The same analysis was repeated with the term ‘photodamage’ to determine if there was a substantial difference in the usage of these two similar terms.

photodamage fluorescence fluorescent microscopy microscope
# # % # % # % # %
Nature 18 2120 0.8% 1925 0.9% 1995 0.9% 1918 0.9%
Nature Cell Biology 6 815 0.7% 728 0.8% 866 0.7% 822 0.7%
Nature Immunology 2 552 0.4% 574 0.3% 408 0.5% 326 0.6%
Nature Methods 29 565 5.1% 494 5.9% 441 6.6% 407 7.1%
Nature Neuroscience 12 639 1.9% 727 1.7% 587 2.0% 736 1.6%

 

These results carry the potentially large caveat that the analysis did not include the text of the supplementary information, but the rarity with which phototoxicity or photodamage is discussed (0.4% to 7% relative to microscopy terms) suggests that researchers don’t appreciate how important it is to pay attention to artifacts that result from light irradiation. Luckily, there are exceptions to this state of affairs.
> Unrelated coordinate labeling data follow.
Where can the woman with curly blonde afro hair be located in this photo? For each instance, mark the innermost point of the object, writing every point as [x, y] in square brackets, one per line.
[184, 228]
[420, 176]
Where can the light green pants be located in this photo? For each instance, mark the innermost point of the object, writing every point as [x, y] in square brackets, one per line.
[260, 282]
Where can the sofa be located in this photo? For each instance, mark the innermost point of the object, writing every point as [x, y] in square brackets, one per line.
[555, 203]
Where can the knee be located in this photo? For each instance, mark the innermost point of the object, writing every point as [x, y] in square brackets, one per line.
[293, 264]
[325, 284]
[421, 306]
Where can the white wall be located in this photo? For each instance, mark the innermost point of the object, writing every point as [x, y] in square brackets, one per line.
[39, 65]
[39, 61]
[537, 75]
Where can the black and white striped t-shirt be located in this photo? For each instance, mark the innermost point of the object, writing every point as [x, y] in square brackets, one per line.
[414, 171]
An excellent example of testing for phototoxicity and the subtle effects it can induce can be found in a manuscript from Jeff Magee’s lab at Janelia Farm Research Campus published last year in Nature. Quoting from the manuscript, “Particular care was taken to limit photodamage during imaging and uncaging. This included the use of a passive 8× pulse splitter in the uncaging path in most experiments to reduce photodamage drastically [Ji, N. et al. Nat. Methods (2008)]. Basal fluorescence of both channels was continuously monitored as an immediate indicator of damage to cellular structures. Subtle signs of damage included decreases in or loss of phasic Ca2+ signals in spine heads in response to either uncaging or current injection, small but persistent depolarization following uncaging, and changes in the kinetics of voltage responses to uncaging or current injection. Experiments were terminated if neurons exhibited any of these phenomena.”

It is easy to see how these changes in Ca2+ responses could easily have been interpreted as real biological effects caused by the uncaged glutamate, rather than the uncaging light itself.
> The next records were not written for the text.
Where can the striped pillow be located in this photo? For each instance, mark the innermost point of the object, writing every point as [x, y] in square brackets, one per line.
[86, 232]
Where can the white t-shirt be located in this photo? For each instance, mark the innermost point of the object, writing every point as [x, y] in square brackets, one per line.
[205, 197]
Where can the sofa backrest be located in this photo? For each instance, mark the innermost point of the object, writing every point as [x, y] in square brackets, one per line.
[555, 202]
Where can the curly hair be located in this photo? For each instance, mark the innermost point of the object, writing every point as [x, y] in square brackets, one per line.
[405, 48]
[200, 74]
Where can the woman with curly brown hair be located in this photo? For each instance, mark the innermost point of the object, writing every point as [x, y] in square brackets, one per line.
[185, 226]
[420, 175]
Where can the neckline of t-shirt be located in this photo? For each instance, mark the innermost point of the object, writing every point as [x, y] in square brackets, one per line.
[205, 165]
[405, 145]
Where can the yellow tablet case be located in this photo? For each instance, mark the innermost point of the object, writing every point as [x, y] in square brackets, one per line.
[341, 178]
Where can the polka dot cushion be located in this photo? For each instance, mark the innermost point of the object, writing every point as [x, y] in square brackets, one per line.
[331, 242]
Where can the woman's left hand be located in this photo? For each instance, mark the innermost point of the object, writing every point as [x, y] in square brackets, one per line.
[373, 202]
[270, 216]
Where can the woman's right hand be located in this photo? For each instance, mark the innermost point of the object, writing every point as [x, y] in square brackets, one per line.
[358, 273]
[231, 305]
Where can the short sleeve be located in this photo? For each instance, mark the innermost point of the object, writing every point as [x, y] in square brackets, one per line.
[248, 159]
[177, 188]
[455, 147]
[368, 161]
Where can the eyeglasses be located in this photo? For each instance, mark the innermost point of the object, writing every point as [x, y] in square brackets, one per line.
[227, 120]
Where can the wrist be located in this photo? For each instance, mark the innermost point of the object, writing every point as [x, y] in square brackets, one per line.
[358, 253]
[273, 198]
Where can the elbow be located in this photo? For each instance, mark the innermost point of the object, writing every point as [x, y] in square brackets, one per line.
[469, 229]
It is unrealistic to expect that any mandates or oversight would be able to prevent or detect such consequences of phototoxicity in research studies. It is essential that investigators themselves be vigilant and implement appropriate controls to detect these effects. Na Ji, also at Janelia Farm Research Campus says, “It is not enough to only look for instant and dramatic signs of phototoxicity. Sometimes the effects may be more subtle and even unperceivable during the imaging period, but may become obvious when the same sample is imaged the next day. Care has to be taken in data collection and interpretation, especially when the biological process under investigation itself is a subtle one.”

Finally, the application is just as important as the imaging method being used. For example, light-sheet microscopy is excellent at reducing irradiation levels in volumetric imaging. But some applications of super-resolution microscopy, even on living samples, might be less susceptible to artifacts caused by phototoxicity than are sensitive long-term imaging applications of living samples by light-sheet microscopy. Nobody’s microscope earns them a free pass on the dangers of photodamage arising from phototoxicity. Everyone needs to be vigilant.

Update: A reader helpfully pointed out that the danger of phototoxicity and photodamage also applies to optogenetics, where light (often in the blue region of the spectrum) is used to control protein activity.